What the UNESCO Vote on Palestine Really Means

By Ziad Khalil Abu Zayyad

In a development that gave the Palestinian leadership a significant hand up, the United Nation’s Educational, Scientific and Cultural Organization (UNESCO) became the first international organisation to admit Palestine as a full member last week despite strong opposition from several member countries.

This is the first reward for Palestinian President Mahmoud Abbas’ efforts to see Palestine accepted as a member into key international organisations.

While this achievement has not changed the reality on the ground, and despite the gap between Israelis and the Palestinians being wider than ever, the UNESCO vote suggests an opportunity for the UN to become a positive agent of change in resolving the Israeli-Palestinian conflict.

The UN, in charge of protecting human rights and democratic values across the world, is the most appropriate international body to take up an important role in helping both sides reach an agreement. A growing role for the UN could bring certain advantages over other actors, such as the Quartet on the Middle East and the United States.

Even though the UN is currently represented in the Quartet (along with the United States, Russia and the European Union), it may be more effective as an independent actor in the peace process. The Quartet – which is currently trying to mediate between Israel and the Palestinians – suffers from a lack of trust on the part of the Palestinians, with several Palestinian officials commenting that it is failing to bridge the gaps between the sides.

The Quartet’s ineffectuality may be due to the fact that the positions within it mirror Israeli-Palestinian dynamics, with half the members supporting the Palestinian approach, and the other half supporting the Israeli approach. Thus, the Quartet remains divided and ineffectual.

Both the United Nations’ General Assembly (UNGA) and the Security Council (UNSC) may be able to offer a more effective form of international involvement in which a greater range of international actors are represented. However, as things stand right now there is a growing rift between the UNSC, where the Palestinian bid will likely meet with a US veto, and the UNGA, which is much more likely to accept the Palestinian membership bid. Rather than face such an awkward standoff, shouldn’t the two bodies work together to shape a constructive role for themselves in the peace process, a role that is likely to be more dynamic and therefore less likely to end in a deadlock?

The UN has a good foundation to build upon as, along with many Palestinians and Israelis, it agrees on the principle of a two-state solution.

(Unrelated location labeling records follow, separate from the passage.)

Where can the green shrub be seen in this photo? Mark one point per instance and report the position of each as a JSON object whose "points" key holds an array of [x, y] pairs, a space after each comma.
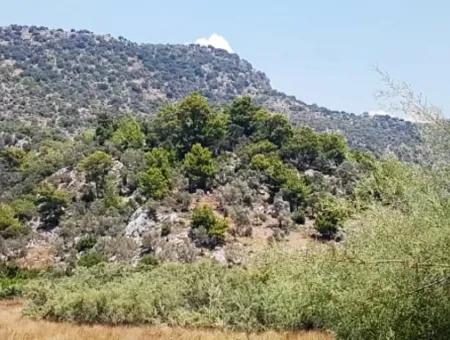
{"points": [[51, 203], [207, 229], [24, 208], [85, 243], [330, 214], [153, 183], [200, 167], [128, 134], [10, 226], [148, 261], [96, 166], [298, 217], [91, 259]]}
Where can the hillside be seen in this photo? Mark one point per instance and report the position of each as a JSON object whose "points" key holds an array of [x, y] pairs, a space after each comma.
{"points": [[129, 198], [65, 79]]}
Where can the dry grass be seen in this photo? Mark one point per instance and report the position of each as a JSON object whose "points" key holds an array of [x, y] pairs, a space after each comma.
{"points": [[15, 327]]}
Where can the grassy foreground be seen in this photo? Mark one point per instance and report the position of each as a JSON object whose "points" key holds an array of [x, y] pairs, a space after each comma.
{"points": [[15, 327], [388, 279]]}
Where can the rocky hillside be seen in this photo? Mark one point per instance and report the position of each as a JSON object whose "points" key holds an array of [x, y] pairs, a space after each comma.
{"points": [[194, 180], [65, 79]]}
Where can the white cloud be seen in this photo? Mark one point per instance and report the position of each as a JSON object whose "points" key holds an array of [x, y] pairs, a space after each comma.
{"points": [[379, 113], [215, 40]]}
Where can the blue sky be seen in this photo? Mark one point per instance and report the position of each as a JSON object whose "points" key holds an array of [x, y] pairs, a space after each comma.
{"points": [[323, 52]]}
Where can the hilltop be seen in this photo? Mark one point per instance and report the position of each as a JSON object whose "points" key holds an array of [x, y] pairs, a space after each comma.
{"points": [[64, 79]]}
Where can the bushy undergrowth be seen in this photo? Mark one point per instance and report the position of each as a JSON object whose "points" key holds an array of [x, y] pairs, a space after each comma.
{"points": [[389, 280], [13, 279]]}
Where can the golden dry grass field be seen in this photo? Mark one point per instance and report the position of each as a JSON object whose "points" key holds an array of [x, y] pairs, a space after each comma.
{"points": [[13, 326]]}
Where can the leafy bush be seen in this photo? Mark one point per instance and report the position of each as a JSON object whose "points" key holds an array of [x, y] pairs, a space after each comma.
{"points": [[330, 214], [153, 183], [91, 259], [199, 167], [128, 134], [10, 225], [85, 243], [207, 229], [51, 203], [96, 166]]}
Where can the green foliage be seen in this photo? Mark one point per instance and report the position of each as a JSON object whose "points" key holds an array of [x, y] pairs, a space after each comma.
{"points": [[190, 122], [263, 147], [86, 243], [200, 167], [330, 215], [148, 261], [13, 156], [91, 259], [50, 156], [389, 279], [13, 279], [156, 181], [24, 208], [10, 225], [153, 183], [207, 229], [387, 183], [242, 112], [51, 203], [298, 217], [128, 134], [308, 149], [96, 166], [282, 177], [273, 127]]}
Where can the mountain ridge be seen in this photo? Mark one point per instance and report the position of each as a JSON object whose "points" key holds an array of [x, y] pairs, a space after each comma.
{"points": [[64, 78]]}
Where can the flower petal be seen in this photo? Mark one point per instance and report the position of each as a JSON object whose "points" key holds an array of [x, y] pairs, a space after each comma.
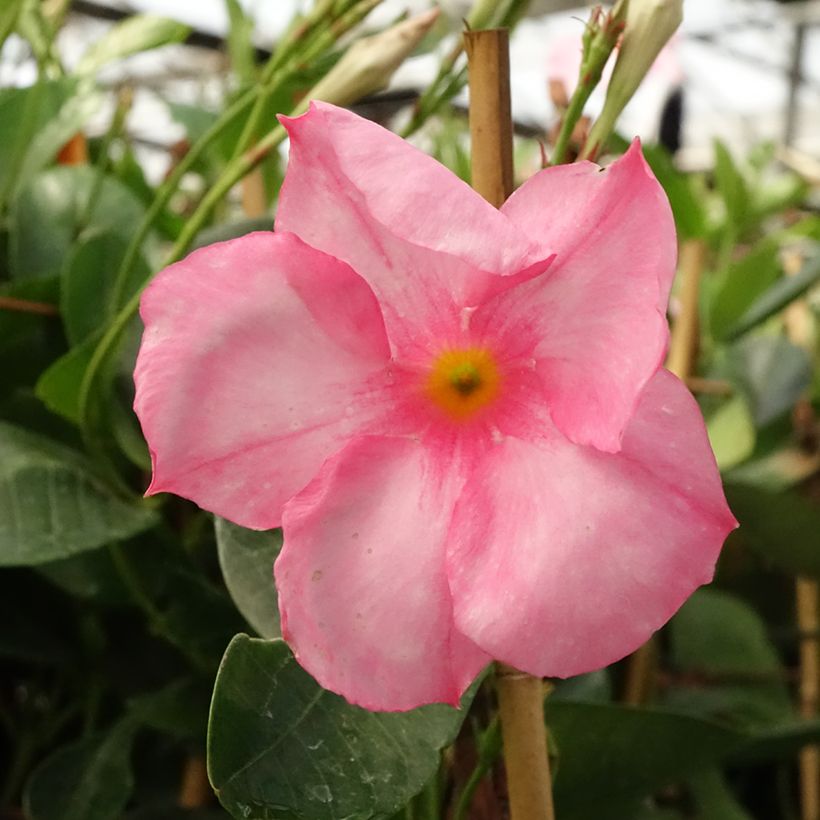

Why not enable the UN to fulfil its designated role of helping to solve conflicts and protect human rights and international law?

Despite the price – the UNESCO vote has prompted the Israeli government to announce the construction of 2,000 housing units in the settlements and East Jerusalem, and withhold taxes collected for the Palestinian Authority — for many Palestinians the strategy of pursuing greater international involvement may be the only hope left for generating a process that will eventually end the historical conflict.

The UN General Assembly and other UN organisations are clearly in the process of becoming much more vocal on the subject. Although the United States has condemned UNESCO’s move, saying it is only a symbolic achievement that brings no concrete gains for either side, with the current situation of increased settlement building and the Palestinians moving further away from the negotiating table, there is a role for symbolic achievements to keep hope alive that a solution to the conflict is possible.

From the Palestinian point of view, anything that functions to keep the idea of two states high up on the agenda and put pressure on both sides to move forward is welcome.

Time is running short, however. The moderate Palestinian leadership is in danger of losing the support of the street for its diplomatic approach if it doesn’t bring significant results. Moreover, the region is witnessing tectonic developments with the Arab Spring and escalating tensions between Iran and the West over Iranian ambitions to move forward with its nuclear projects. The Israeli-Palestinian conflict is in danger once again of being overshadowed, providing yet another opportunity to miss an opportunity for both sides.

The UNESCO recognition of Palestine is a sign that there is a will among many in the international community to push towards a two-state solution. Now is the time for that community to promote the understanding that compromise is necessary to achieve a peaceful resolution to the conflict.

Ziad Khalil Abu Zayyad is a leading Palestinian blogger and Founder of the Middle East Post.